The pro, the anti and the silent majority
Within the partnership with the Association of the European Affairs Master at Sciences Po (AMAE).
Finland, a country of 5,4 million inhabitants with an immigrant population of 5,9% (322 700 in 2014), has experienced in recent years a new wave of populism and far-right extremism which targets the EU, the political elite, and especially non-European immigrants and refugees. This trend has been visible ever since the populist True Finns party surprisingly grabbed 19,1% of votes in the parliamentary elections of 2011, becoming the third biggest party in the parliament. But the ideology has not only been expressed through political channels. Since the refugee crisis, which brought almost 32 476 refugees to the country in 2015 compared to 3 651 in 2014, an increasing part of the civil society has embraced anti-immigration discourse or even resorted to action. According to the Finnish police, there were approximately 10 attempted or successful arsons or other attacks in 2015 on refugee centres and a new nationalist street patrol group called Soldiers of Odin has been established in their own words to “improve the safety culture” in Finland.

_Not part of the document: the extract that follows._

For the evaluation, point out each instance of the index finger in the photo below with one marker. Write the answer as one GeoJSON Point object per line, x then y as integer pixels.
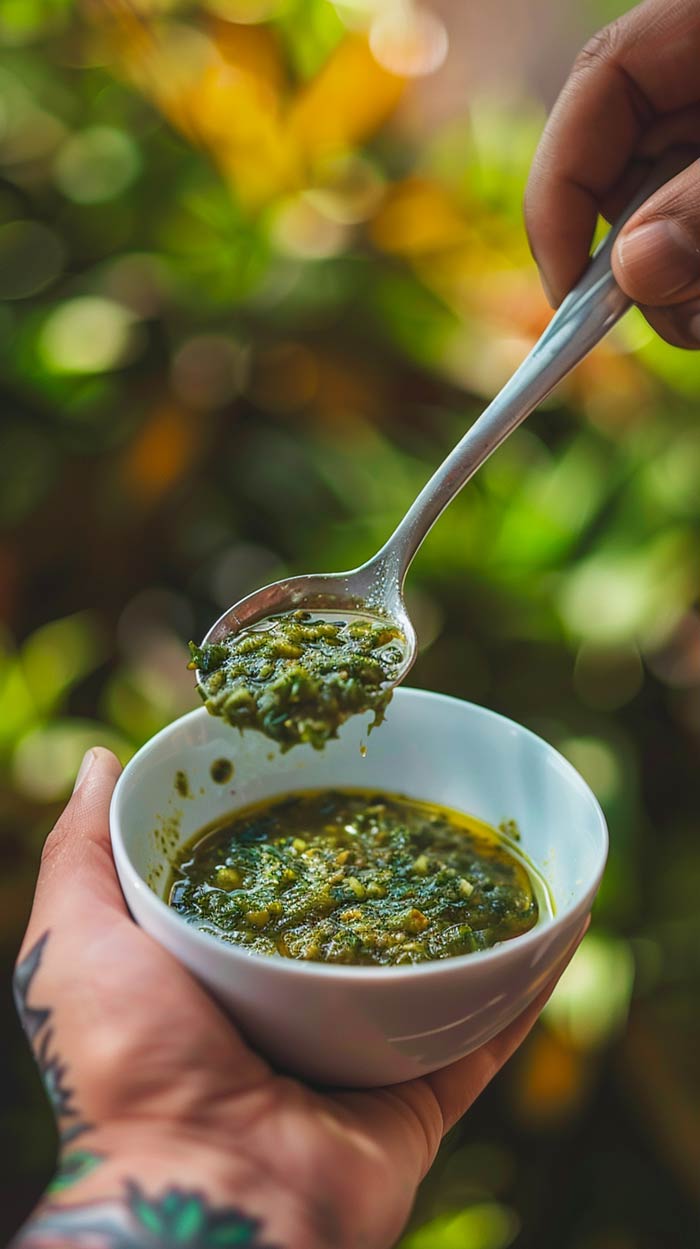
{"type": "Point", "coordinates": [638, 69]}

The experience of populism and racism in previous decades
The 1970s and 1980s were the golden age of populism in Finland, before the current period. This was when the populist Finnish Rural Party led by Veikko Vennamo reached its peak: its greatest electoral success was in 1970 when it won 18 out of 200 seats in the parliament. The party was created in 1959 by Vennamo, when he decided to secede from the Centre party because of his opposition to the politics of the centrist President Urho Kekkonen. The party sought to appeal especially to the unemployed and small farmers and was well known for its populist policies. This can be seen for example in their proposition that work and accommodation must first be assured for all Finns before foreigners can be accepted into the country or simply in their slogan: ”On the side of the forgotten nation”. However, in the 1990s the party fell into financial trouble and was discontinued in 1995. Most of its former MP’s moved on to form the True Finns party.
Several scholars have suggested that there exists a link between the rise of political extremism and economic depression, and this seems to be the case in Finland as well. One of the worst economic crises in the country took place in the early 1990s when gross national product decreased by 13% and unemployment rose from 3.1% to 16,6%. Around the same time there was large-scale immigration of Somalis, which led to racism and sometimes extremism as the increasingly unemployed native Finns disliked the granting of social benefits to immigrants. Finland is still struggling to recover from its economic recession after the global financial crisis in 2009, but the situation seems bleak and the unemployment rate is rising and estimated to stay high. There are now more immigrants and refugees which helps to explain the increase in racism, yet it has to be noted that once again it is at the time of an economic crisis and the cutting of public expenditures that xenophobia and populism are blooming.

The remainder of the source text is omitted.